Mas instantes depois do Congresso declarar sua destituição foi detido por um comando SWAT da polícia nacional. Levaram-no à controladoria e imediatamente apareceu a fiscal da nação, enquanto Dina Boluarte, símbolo da traição, esperava em sua casa para ser chamada a assumir como presidenta da república, tal como aconteceu.
O único que não esteve na trama golpista foi o comandante geral do exército, Walter Córdova, que, segundo o jornal La República, em 5 de dezembro fora pressionado pelo titular do Parlamento, José Williams, para que deixasse o cargo “porque havia graves denúncias contra ele que afetavam a institucionalidade do Exército”, uma típica extorsão.
Lisa Kenna, a Embaixadora
Ainda na véspera do golpe, a embaixadora dos EUA, Lisa Kenna, reuniu-se com o ministro da Defesa, Gustavo Bobbio, e este, assim como Córdova, apresentou sua renúncia em 7 de dezembro. Segundo o diário limenho, a última chamada telefônica que Castillo recebeu antes de abandonar o palácio presidencial veio da embaixada dos EUA. O secretário de Estado, Antony Blinken, tinha bendito o golpe e reconhecido Boluarte.

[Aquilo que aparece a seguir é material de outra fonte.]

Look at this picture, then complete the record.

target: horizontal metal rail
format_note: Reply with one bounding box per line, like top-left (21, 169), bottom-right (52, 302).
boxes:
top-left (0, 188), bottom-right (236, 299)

Também foram os Estados Unidos que estiveram por trás da nomeação do novo chefe da Direção Nacional de Inteligência, o coronel da reserva Juan Carlos Liendo O’Connor, ex oficial de contato no Comando Sul do Pentágono, estreitamente ligado à ditadura de Alberto Fujimori e seu alter ego, Vladimiro Montesinos, ambos presos por delitos de lesa humanidade. Liendo garante a repressão e a militarização em curso no Peru, destaca Fascio.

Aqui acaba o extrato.